Why do you read? What do you get out of it beyond entertainment?


wickes...i do empathize with a lot of what youre saying...but if you have indeed read the bible, your second paragraph is most unfortunate...

blazeofglory
09-15-2008, 10:12 PM
Not reading is not possible in today's context, and of course every day can not go without reading something, and of course without engaged ourselves in books, for it has been an integral part of life and we can not do away with this habit, and this is really an important habit. If a good engages us we will have so many advantages, and we can keep ourselves from indulgences in baser elements.

I can not pass a single day, and always am occupied by books. Whenever I feel down as it is not unique to myself but to all that we feel down at times, and when I do feel I take to books, and of course in books I can find solace.

All I can find in books is a storehouse of imagination and a reservoir of inspiration and something to describe that I run short of words.

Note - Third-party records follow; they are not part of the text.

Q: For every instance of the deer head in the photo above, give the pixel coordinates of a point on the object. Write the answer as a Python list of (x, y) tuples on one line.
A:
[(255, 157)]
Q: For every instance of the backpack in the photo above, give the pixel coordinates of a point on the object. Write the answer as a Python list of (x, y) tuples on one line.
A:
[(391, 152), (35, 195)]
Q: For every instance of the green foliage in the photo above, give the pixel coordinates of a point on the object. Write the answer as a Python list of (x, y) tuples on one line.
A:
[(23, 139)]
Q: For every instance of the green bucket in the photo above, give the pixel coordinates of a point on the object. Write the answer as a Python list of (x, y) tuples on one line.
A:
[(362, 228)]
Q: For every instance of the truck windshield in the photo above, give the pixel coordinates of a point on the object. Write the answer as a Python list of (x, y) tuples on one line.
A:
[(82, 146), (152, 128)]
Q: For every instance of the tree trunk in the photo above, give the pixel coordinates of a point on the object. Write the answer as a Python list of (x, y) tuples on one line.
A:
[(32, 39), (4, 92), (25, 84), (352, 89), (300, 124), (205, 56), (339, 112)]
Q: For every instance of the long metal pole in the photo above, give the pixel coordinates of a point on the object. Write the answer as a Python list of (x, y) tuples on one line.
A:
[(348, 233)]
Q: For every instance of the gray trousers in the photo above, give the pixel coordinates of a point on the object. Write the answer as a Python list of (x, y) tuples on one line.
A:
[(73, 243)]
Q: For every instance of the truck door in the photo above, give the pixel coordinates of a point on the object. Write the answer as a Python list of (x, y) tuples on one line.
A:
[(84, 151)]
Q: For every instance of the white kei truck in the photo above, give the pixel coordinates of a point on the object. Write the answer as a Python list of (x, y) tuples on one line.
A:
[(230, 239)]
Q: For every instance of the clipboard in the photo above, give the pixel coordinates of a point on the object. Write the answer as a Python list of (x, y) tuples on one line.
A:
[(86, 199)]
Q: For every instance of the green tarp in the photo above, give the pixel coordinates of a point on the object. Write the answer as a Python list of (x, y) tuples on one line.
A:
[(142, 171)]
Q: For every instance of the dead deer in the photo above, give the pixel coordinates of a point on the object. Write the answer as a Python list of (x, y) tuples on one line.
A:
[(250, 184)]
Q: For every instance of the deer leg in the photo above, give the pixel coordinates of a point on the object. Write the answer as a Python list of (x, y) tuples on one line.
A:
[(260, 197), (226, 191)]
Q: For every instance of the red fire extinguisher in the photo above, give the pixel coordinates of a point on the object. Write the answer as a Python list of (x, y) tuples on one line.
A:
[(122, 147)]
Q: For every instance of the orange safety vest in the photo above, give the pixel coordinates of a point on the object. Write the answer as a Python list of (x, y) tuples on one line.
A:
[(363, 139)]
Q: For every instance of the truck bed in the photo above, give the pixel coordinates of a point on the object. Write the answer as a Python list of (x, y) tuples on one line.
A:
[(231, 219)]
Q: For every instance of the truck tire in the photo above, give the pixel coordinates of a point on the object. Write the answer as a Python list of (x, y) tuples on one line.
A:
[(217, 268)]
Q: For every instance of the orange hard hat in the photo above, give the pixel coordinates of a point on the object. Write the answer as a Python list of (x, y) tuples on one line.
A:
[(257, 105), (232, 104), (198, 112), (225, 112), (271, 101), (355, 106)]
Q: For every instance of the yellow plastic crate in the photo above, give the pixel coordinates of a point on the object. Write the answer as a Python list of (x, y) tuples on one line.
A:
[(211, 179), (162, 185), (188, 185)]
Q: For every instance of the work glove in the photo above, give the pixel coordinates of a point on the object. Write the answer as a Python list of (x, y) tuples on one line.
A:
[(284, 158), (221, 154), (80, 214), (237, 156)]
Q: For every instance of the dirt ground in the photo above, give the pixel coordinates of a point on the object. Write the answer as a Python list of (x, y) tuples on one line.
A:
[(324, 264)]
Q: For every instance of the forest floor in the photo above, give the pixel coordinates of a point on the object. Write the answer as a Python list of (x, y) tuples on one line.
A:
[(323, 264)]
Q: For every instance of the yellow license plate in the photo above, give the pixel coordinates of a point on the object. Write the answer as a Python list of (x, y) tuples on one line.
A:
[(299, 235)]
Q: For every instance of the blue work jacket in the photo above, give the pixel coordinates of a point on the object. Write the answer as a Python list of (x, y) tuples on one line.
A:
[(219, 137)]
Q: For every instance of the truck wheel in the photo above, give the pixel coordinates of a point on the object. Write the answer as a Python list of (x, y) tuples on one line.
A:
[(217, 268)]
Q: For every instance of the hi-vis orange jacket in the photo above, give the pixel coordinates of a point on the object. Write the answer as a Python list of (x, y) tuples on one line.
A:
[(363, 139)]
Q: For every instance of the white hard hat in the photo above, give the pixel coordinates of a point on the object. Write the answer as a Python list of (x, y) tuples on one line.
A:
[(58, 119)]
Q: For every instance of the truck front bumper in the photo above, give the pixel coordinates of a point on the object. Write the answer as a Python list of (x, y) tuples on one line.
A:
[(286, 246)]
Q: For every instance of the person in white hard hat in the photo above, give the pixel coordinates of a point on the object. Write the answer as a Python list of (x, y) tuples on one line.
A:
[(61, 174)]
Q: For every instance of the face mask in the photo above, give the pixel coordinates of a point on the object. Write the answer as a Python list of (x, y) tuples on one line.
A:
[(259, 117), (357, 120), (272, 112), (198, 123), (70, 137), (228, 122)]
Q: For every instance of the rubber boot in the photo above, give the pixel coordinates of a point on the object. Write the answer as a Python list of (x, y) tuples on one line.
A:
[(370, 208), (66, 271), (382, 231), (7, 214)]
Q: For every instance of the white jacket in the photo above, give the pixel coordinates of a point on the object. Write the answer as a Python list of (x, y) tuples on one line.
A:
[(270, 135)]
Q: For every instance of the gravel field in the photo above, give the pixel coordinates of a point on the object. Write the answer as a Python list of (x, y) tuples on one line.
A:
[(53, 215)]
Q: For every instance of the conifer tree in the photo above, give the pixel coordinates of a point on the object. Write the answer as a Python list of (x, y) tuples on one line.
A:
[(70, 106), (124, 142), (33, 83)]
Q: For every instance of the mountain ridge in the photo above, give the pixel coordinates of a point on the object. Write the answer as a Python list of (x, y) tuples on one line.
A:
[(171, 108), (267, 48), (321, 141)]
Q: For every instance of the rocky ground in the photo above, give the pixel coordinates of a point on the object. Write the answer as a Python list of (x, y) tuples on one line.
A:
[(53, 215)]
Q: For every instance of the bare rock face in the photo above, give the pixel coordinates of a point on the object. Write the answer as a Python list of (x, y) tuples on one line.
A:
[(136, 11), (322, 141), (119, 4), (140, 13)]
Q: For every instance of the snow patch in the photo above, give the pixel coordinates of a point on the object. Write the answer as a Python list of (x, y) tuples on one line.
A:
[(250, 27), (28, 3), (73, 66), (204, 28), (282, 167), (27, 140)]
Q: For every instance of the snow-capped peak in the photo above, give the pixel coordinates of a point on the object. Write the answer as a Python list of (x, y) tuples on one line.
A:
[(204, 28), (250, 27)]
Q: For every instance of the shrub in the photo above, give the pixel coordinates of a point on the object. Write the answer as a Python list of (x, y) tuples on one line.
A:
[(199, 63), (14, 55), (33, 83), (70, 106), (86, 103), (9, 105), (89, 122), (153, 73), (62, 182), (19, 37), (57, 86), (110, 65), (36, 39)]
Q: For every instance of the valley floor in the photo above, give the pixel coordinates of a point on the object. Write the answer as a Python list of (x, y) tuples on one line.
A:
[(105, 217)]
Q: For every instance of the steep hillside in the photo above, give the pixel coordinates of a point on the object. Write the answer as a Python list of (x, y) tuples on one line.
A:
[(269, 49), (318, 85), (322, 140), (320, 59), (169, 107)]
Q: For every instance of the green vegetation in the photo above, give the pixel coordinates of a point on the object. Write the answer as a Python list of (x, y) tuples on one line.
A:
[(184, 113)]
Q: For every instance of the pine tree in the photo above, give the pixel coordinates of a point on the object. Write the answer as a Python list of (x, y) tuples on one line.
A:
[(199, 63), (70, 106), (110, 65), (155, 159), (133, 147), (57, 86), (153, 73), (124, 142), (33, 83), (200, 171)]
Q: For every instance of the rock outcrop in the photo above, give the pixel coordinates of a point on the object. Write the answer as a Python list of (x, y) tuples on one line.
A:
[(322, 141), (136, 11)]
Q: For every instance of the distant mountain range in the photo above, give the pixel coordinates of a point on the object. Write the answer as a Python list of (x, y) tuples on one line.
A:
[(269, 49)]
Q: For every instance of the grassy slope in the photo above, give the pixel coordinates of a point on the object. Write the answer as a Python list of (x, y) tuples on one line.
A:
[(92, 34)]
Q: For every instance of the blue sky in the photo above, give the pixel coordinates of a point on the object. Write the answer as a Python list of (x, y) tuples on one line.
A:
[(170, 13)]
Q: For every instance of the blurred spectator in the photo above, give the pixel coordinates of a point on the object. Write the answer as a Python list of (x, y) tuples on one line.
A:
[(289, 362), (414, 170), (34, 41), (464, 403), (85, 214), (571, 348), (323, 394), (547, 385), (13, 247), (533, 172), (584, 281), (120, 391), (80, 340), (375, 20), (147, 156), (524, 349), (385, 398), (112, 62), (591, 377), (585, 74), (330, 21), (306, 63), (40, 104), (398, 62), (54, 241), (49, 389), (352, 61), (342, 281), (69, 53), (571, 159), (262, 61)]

Today, I live with ideas, and of course without them it is difficult to go ahead commercially and also in our interaction in society. We need to be updated with social phenomena and it is indeed books that help us in every aspect and without books we are nowhere and we will have to trail behind. As such the role of a good book in shaping our minds, directing us is not calculable at all.

JBI
09-15-2008, 11:07 PM
Not reading is not possible in today's context, and of course every day can not go without reading something, and of course without engaged ourselves in books, for it has been an integral part of life and we can not do away with this habit, and this is really an important habit. If a good engages us we will have so many advantages, and we can keep ourselves from indulgences in baser elements.

I can not pass a single day, and always am occupied by books. Whenever I feel down as it is not unique to myself but to all that we feel down at times, and when I do feel I take to books, and of course in books I can find solace.

All I can find in books is a storehouse of imagination and a reservoir of inspiration and something to describe that I run short of words.

Today, I live with ideas, and of course without them it is difficult to go ahead commercially and also in our interaction in society. We need to be updated with social phenomena and it is indeed books that help us in every aspect and without books we are nowhere and we will have to trail behind. As such the role of a good book in shaping our minds, directing us is not calculable at all.

I was actually working in a grocery store when I was approached by someone, who by accent, and appearance appeared to be a native English speaker, approached me because he couldn't read what was written on a milk carton, and couldn't even get through the date, to find when it could be consumed by. In truth, it is possible to function without reading, but boy is it tiring/boring/strenuous. Better off learning to read in a few months than spending your life illiterate.

mortalterror
09-16-2008, 02:54 AM
Better off learning to read in a few months than spending your life illiterate.

My naivete meter on that remark puts you somewhere between "If they don't have any bread, let them eat cake." and "Why don't all of these foreigners just learn to speak English?" You've been singularly blessed with educational opportunities, and as an educated man ought to realize that the rest of the world might not share in the same level of resources both human and financial which would allow them to pick up languages or skills the way you do. If a man has reached adulthood without learning to read, then he probably has mental or learning deficiencies coupled with extreme poverty. Besides the fact that language skills are best developed in early childhood and harder to acquire as we age, there's still the fact that if a person is illiterate then they will not have learned how to learn effectively thus prolonging the teaching process.